There's another option, which is asking browsers to send you an error report some fraction of the time when they can't fetch from your site. This is a W3C draft technical report, the Network Error Logging API, part of the broader Reporting API. Currently the NEL API is implemented and enabled by default in only Chrome >=71 and Edge >=79, but that's still a large fraction of all traffic and users.
Asking browsers to enable NEL is implemented by serving HTTP response headers Report-To and NEL, which together define a set of endpoints that can receive reports, sampling fractions for each of failures and successes, and a TTL for this entire definition to be stored in the user's browser. See Sample Policy Definitions.
See Sample Network Error Reports
Error reports are full of PII. They're sent from user IP addresses, contain the URL that the user was attempting to fetch, any Referer: from that original request, and in the future could optionally include specific request or response headers from the original request. They require TLS over the wire and deserve all the same protections that our logs data gets at rest.
v0: Minimum viable deployment:
- Legal review
- T259160 Privacy review
- Configure EventGate to receive NEL reports and store them in Logstash via Kafka.
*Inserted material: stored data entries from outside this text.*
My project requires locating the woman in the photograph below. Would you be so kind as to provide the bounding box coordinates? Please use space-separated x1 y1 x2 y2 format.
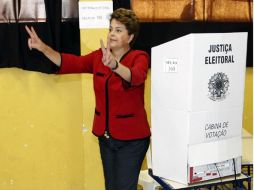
25 8 151 190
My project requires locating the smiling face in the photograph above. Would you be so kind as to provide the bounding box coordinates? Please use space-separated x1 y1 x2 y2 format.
108 19 134 50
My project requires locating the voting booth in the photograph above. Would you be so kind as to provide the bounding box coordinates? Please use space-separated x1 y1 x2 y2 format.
151 32 248 184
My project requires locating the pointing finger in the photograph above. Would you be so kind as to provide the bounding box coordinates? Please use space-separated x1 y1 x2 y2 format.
106 35 110 54
100 39 106 54
31 26 39 38
25 25 34 38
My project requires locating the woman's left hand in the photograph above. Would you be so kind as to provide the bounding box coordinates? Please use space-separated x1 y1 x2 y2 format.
100 39 117 70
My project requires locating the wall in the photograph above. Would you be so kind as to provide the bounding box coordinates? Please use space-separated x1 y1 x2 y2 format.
243 67 253 134
0 68 84 190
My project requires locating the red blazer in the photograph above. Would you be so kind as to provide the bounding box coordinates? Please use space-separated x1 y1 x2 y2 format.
59 49 151 140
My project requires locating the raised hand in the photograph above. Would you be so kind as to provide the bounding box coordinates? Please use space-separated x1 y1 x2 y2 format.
100 38 117 70
25 25 46 52
25 25 61 66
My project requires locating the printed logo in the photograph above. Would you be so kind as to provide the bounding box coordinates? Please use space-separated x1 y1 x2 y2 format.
208 72 229 101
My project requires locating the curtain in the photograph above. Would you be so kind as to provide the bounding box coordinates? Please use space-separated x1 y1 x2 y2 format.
113 0 131 10
0 0 80 73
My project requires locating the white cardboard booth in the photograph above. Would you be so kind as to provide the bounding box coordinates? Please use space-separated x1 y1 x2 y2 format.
151 32 248 184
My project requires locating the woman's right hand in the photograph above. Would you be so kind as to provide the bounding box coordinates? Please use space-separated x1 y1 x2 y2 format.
25 25 46 52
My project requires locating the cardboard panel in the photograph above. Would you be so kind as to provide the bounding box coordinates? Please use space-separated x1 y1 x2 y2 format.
152 33 248 111
151 34 192 110
151 33 247 184
188 136 241 166
152 107 189 184
189 108 242 145
190 33 247 111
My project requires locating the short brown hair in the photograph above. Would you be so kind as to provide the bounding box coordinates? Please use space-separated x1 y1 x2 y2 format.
110 8 139 46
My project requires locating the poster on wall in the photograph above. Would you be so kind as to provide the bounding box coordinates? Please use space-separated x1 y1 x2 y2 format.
79 1 113 29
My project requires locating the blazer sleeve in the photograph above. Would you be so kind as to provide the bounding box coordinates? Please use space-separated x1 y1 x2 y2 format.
58 50 98 74
129 51 149 86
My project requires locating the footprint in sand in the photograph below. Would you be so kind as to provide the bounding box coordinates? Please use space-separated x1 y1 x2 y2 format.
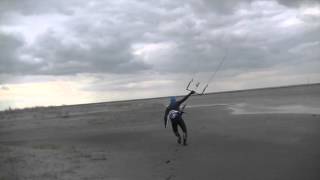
163 147 181 180
166 174 175 180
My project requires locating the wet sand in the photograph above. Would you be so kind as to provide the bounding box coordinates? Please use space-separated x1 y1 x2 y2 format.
0 84 320 180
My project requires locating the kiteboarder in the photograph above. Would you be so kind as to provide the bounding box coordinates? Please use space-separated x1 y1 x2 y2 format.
164 90 195 146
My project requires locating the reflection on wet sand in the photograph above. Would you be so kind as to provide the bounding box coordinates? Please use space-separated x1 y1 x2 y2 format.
230 103 320 115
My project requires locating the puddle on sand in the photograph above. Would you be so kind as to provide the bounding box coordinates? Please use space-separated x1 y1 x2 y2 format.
229 103 320 115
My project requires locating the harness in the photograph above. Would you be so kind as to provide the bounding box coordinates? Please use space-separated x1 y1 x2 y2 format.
168 110 182 121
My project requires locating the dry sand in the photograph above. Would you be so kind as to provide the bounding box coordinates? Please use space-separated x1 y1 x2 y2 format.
0 84 320 180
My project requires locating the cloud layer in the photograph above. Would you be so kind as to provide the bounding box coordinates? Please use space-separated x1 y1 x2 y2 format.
1 0 319 76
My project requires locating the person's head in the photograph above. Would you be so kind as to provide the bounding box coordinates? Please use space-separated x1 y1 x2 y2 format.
170 96 176 106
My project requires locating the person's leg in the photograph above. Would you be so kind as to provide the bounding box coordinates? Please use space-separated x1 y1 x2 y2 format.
171 120 181 144
178 119 188 145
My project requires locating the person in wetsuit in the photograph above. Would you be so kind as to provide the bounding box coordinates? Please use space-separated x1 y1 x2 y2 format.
164 91 195 145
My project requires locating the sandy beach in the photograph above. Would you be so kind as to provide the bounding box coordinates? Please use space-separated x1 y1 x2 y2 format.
1 84 320 180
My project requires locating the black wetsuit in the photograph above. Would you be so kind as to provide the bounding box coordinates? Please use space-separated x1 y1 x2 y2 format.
164 91 193 144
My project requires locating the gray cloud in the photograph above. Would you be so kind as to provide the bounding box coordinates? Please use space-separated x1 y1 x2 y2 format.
0 0 80 16
277 0 320 7
0 0 319 79
0 33 22 72
187 0 254 15
0 32 40 75
26 30 151 75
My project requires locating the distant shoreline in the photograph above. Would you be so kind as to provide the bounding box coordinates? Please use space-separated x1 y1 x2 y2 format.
1 82 319 112
72 82 320 105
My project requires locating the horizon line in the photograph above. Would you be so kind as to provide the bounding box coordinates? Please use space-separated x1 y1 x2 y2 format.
1 82 319 112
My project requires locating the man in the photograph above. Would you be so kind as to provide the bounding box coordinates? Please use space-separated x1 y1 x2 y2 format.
164 90 195 145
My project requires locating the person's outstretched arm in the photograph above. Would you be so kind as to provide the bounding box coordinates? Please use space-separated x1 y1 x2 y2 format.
164 107 169 128
177 91 195 105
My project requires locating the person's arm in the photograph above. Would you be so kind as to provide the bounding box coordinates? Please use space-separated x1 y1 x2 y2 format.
164 107 169 128
177 91 195 105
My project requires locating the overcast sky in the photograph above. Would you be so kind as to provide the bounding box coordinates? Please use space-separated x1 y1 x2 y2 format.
0 0 320 110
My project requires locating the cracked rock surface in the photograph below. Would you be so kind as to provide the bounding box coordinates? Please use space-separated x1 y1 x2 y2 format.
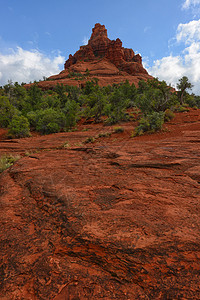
0 109 200 299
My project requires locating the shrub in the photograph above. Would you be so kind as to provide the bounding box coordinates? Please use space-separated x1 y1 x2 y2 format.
136 79 177 114
0 154 20 173
8 115 30 138
83 90 107 123
84 136 96 143
44 122 60 134
98 132 111 138
26 111 38 128
62 141 70 148
173 105 189 112
27 84 42 109
164 109 175 122
82 127 89 132
133 112 164 136
63 99 79 130
193 96 200 108
83 81 97 95
35 108 65 134
106 89 129 124
185 94 200 108
113 126 124 133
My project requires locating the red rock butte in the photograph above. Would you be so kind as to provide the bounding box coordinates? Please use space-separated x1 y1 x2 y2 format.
28 23 153 89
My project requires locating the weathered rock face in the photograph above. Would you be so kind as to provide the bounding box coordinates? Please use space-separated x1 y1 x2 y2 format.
64 23 148 76
0 109 200 299
88 23 110 58
25 23 152 90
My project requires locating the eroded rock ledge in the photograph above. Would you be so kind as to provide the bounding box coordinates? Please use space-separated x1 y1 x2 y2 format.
64 23 147 76
26 23 152 90
0 109 199 299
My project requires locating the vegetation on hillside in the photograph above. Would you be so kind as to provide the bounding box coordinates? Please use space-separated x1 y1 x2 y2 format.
0 77 199 138
0 154 20 173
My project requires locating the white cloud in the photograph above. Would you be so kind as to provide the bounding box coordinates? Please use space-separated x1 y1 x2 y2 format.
0 47 65 86
147 19 200 95
182 0 200 9
82 37 89 45
176 19 200 44
148 55 184 84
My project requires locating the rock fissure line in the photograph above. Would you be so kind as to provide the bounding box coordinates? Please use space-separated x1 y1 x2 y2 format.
0 109 200 299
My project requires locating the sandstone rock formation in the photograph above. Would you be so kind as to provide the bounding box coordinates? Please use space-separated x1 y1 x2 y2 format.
26 23 152 89
64 23 147 76
0 109 200 299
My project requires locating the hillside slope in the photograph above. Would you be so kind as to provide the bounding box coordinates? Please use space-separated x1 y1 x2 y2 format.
0 109 200 299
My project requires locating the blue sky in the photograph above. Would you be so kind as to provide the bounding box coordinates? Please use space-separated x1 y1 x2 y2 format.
1 0 200 93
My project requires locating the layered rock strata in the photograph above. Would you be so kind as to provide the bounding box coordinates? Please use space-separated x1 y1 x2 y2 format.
0 109 200 299
64 23 147 76
26 23 152 89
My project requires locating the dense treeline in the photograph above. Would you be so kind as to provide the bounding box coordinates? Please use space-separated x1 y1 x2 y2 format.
0 76 199 138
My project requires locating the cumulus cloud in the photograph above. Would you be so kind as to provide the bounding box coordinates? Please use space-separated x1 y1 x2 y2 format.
0 47 65 86
176 19 200 44
148 55 185 84
182 0 200 9
147 18 200 95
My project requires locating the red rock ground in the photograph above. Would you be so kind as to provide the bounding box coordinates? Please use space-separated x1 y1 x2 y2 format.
0 109 200 299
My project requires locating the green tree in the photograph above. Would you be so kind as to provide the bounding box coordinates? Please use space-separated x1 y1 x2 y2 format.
137 80 149 94
26 111 38 129
27 84 42 109
62 99 79 129
177 76 193 104
37 94 61 110
83 81 97 95
117 80 137 107
136 79 175 114
35 108 65 134
148 78 173 109
8 115 30 138
54 83 68 107
3 80 14 101
83 89 107 122
0 96 18 127
67 85 81 103
135 88 162 115
106 88 129 124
- However, EventGate-Wikimedia will have to be modified, as NEL reports don't include EventGate-specific expected metadata fields. @Ottomata has prepared a simple patch that ought to allow us to set a reporting endpoint URI of something like https://intake-logging.wikimedia.org/v1/events?schema_uri=/network/error/logging/1.0.0&stream=network.error
Determine whether or not we want additional stream processing to split apart NEL responses into their component events, as each POST made to the reporting endpoint is potentially a batch of multiple error reports.EventGate does this already!
- Modify EventGate to be compatible with the CORS headers required by Chrome: https://github.com/wikimedia/eventgate/pull/10 and https://gerrit.wikimedia.org/r/c/eventgate-wikimedia/+/623005
- Write a schema that matches the NEL specification and verify it validates reports generated by Chrome stable.
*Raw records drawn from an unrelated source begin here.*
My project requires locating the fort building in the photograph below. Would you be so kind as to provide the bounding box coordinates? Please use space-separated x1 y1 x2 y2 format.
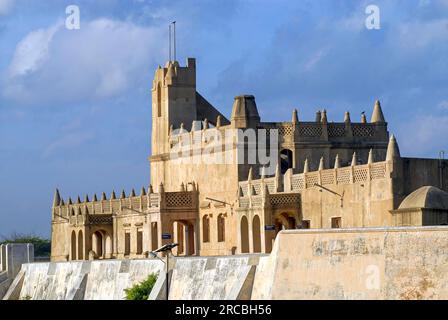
50 58 448 262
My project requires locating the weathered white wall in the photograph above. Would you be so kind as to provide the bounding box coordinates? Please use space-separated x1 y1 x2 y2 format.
16 259 163 300
168 255 260 300
252 226 448 300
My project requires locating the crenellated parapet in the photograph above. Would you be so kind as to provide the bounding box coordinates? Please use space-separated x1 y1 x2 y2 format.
52 182 199 225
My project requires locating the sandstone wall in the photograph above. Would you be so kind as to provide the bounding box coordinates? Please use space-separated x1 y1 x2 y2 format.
252 226 448 299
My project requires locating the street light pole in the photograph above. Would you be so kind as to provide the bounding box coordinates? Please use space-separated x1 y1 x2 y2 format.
150 243 178 300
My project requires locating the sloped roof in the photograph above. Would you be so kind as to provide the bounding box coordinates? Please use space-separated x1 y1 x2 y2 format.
399 186 448 210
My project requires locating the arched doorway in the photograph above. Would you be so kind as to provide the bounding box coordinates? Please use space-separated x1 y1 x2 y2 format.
275 213 296 234
77 230 83 260
105 235 112 259
71 231 76 261
92 231 104 258
217 214 225 242
252 215 262 253
240 216 249 253
280 149 293 174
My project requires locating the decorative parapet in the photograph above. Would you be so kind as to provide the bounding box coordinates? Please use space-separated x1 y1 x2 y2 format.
238 159 391 204
52 188 197 223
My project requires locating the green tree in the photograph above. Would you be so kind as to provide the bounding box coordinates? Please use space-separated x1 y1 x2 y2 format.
124 273 158 300
0 232 51 257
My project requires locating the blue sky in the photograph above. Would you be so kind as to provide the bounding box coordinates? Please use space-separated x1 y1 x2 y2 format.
0 0 447 237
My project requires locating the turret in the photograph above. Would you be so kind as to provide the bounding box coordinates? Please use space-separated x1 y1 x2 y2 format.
292 109 298 124
315 111 322 122
101 192 107 201
120 190 126 199
52 189 61 207
130 189 136 197
371 100 386 123
140 187 146 196
231 95 260 128
386 134 400 160
321 110 328 124
111 191 116 200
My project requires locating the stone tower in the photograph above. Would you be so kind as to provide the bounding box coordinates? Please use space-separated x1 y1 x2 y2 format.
151 59 198 155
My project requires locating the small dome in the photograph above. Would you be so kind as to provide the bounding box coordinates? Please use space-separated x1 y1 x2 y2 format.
399 186 448 210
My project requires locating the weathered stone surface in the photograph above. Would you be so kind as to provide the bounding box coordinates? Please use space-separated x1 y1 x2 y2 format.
252 226 448 300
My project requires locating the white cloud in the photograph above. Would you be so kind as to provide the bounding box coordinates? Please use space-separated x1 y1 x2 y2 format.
2 18 166 105
0 0 14 15
8 23 61 77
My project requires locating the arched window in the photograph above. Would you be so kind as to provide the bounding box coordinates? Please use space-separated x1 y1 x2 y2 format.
71 231 77 261
280 149 293 174
77 230 83 260
202 215 210 243
240 216 249 253
217 214 225 242
157 83 162 117
252 215 262 253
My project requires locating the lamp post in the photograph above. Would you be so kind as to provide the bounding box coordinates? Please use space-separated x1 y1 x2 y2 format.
150 243 178 300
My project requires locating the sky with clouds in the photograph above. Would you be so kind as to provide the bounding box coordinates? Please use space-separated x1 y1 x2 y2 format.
0 0 447 237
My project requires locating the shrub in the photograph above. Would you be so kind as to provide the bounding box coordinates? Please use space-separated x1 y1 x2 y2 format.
124 273 158 300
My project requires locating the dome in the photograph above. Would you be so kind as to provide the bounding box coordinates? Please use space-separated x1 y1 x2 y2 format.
399 186 448 210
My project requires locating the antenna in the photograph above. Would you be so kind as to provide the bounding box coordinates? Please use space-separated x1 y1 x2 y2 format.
168 24 172 61
172 21 177 61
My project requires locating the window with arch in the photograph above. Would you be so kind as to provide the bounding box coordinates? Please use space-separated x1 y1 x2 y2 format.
202 215 210 243
157 82 162 117
217 214 225 242
280 149 293 174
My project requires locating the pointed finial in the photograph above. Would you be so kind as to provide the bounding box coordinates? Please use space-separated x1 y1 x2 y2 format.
93 194 98 202
216 115 222 128
203 118 209 130
52 189 61 207
140 187 146 196
334 154 341 169
101 192 107 201
248 167 253 181
351 152 357 166
148 185 154 194
321 110 327 124
386 134 401 160
371 100 386 123
292 109 298 124
68 197 73 205
76 196 81 204
344 111 351 123
130 189 136 197
180 182 185 191
368 149 374 164
238 186 244 197
318 157 325 170
180 123 185 132
275 163 281 177
84 194 90 203
315 110 322 122
60 199 65 206
263 183 270 195
111 191 116 200
361 112 367 123
120 190 126 199
303 158 309 173
159 182 165 193
260 166 266 179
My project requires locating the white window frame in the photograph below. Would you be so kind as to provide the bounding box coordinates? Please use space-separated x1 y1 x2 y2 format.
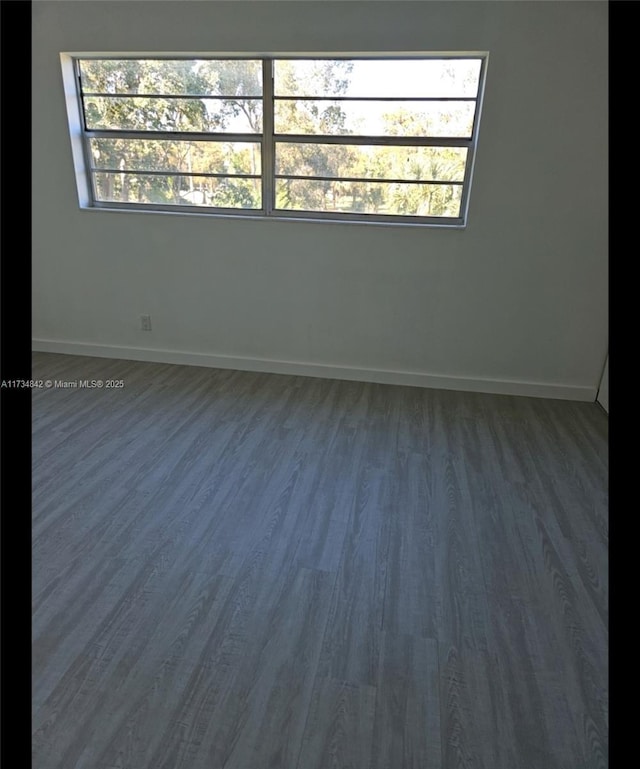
61 52 488 227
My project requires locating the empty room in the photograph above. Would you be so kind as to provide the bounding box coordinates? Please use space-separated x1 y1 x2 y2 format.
30 1 608 767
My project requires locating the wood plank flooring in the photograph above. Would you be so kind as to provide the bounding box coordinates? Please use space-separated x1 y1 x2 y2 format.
31 352 608 769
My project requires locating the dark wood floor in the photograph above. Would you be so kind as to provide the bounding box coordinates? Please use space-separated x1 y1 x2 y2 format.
32 352 608 769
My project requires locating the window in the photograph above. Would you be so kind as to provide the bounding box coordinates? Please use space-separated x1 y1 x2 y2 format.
63 54 488 226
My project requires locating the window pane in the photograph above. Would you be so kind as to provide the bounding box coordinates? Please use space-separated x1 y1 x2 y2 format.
90 138 260 176
93 172 261 209
274 58 481 98
79 59 262 96
276 179 462 217
83 96 262 133
276 143 467 182
274 100 474 138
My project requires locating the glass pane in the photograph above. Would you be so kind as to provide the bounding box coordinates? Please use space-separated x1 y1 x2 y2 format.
83 96 262 133
80 59 262 96
90 138 261 176
274 100 474 138
276 143 467 182
276 179 462 217
93 172 262 209
274 58 481 98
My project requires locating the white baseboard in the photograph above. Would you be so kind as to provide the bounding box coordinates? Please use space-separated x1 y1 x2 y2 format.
32 338 597 402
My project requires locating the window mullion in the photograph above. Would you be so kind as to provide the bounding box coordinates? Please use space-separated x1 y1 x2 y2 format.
273 134 473 148
262 58 275 216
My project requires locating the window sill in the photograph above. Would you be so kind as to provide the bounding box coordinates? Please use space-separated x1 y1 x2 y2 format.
79 204 468 229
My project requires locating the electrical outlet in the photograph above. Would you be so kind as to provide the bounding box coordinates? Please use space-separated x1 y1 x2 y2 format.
140 314 152 331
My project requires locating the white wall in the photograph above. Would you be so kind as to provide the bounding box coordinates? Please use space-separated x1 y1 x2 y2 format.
32 1 608 400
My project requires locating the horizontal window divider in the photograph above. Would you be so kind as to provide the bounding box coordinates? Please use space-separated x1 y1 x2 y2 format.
273 95 476 102
94 201 264 215
83 92 263 100
87 130 263 142
273 55 482 62
92 168 260 179
78 56 261 62
275 174 463 186
275 134 471 146
273 208 462 225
- Modify eventgate-logging-external's configuration to enable CORS mode T262087
- Deploy an eventgate-wikimedia with all of these changes. T262087
- Ensure some manually-constructed test events are making their way through Eventgate to Logstash: first document
- and are being parsed correctly: document w/ correct parsing
- Begin sending Report-To and NEL headers on our responses. https://gerrit.wikimedia.org/r/c/operations/puppet/+/627629
- The traffic layer seems like the right place to insert these headers. We should do a staged rollout, starting with a small fraction of traffic and with short TTLs, and expand once confident.
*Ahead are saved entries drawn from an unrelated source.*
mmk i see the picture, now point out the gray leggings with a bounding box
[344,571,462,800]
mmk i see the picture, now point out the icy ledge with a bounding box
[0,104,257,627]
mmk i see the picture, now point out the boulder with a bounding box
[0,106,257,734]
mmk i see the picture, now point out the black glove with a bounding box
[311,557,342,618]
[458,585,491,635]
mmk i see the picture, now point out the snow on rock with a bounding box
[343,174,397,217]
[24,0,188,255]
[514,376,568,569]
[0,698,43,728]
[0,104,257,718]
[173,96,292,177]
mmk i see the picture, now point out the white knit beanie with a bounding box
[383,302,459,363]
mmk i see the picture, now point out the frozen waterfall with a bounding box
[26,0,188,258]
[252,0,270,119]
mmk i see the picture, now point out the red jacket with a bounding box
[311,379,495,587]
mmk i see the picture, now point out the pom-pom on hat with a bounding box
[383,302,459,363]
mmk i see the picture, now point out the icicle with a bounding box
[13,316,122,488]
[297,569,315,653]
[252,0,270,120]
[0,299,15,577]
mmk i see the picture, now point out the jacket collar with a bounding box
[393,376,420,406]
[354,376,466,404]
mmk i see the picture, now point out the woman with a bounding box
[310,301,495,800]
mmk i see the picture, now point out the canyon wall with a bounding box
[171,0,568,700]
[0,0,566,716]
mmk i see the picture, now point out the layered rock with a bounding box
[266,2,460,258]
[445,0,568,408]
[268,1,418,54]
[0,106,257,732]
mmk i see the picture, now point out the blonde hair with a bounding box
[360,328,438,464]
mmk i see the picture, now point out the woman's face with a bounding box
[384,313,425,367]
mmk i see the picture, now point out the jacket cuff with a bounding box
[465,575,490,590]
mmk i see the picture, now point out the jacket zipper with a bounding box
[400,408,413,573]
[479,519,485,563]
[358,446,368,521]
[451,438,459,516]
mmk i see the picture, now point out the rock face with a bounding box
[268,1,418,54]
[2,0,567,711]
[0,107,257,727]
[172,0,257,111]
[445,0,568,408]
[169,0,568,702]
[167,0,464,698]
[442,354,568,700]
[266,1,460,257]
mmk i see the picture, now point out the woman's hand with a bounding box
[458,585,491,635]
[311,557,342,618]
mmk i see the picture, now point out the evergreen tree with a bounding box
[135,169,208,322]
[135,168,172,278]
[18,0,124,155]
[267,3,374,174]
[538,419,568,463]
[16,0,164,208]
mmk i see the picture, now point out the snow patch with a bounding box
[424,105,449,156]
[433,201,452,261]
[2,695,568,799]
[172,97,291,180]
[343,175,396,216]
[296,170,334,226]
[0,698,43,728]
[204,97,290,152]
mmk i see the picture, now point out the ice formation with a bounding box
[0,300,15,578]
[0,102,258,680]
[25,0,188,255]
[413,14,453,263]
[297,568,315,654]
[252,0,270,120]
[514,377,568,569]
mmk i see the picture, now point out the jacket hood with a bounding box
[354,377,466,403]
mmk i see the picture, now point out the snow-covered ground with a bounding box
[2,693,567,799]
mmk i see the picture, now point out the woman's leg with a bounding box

- Construct VCL that successfully emits JSON strings as response headers (surprisingly hard)
- Launch on group0 wiki domains
- Launch on group1 wiki domains
- Launch on all domains
- Build a reasonably-nice Logstash dashboard to aggregate NELs.
- For now, saved search exists: https://logstash.wikimedia.org/goto/b2e0dd9e59886c2d08ad1d3ec3d95643 Excludes obvious noise.
v1: Improvements that aren't too hard
- T261340 Set up a "backwards GeoDNS" hostname that routes users to a faraway datacenter, or at least, a datacenter that won't be their usual primary datacenter. Use that hostname to receive error reports.
- Browsers are supposed to buffer reports and retry later if they can't send them the first time, but this will help us receive reports as outages are happening, not after they're resolved.
- There are possibly other alternatives to collecting reports via other-than-usual-datacenter endpoints: T261340#6437198
- Consider if we want NEL reports stored anywhere other than Logstash -- e.g. it might be useful to also have them in their own table in Hive.
- T263496 Augment the reported events with geoIP country data and AS number data (either as part of some sort of stream processing, or by adding a feature to eventgate-wikimedia)
Harder / more open-ended future work:
- Attempt some sort of alerting based on receiving NELs.
- Set a nonzero success_fraction to also collect latency data for GeoDNS-mapping test URLs served at the edge; use that to improve our GeoDNS assignments.
- Consider setting up some off-WMF-infrastructure report collectors, taking extra care to keep them maintainable, secure, and to not store PII at rest there. This would all require careful planning and review, but the upside is we could get near-realtime data about user issues, despite those users being unable to reach any WMF infrastructure.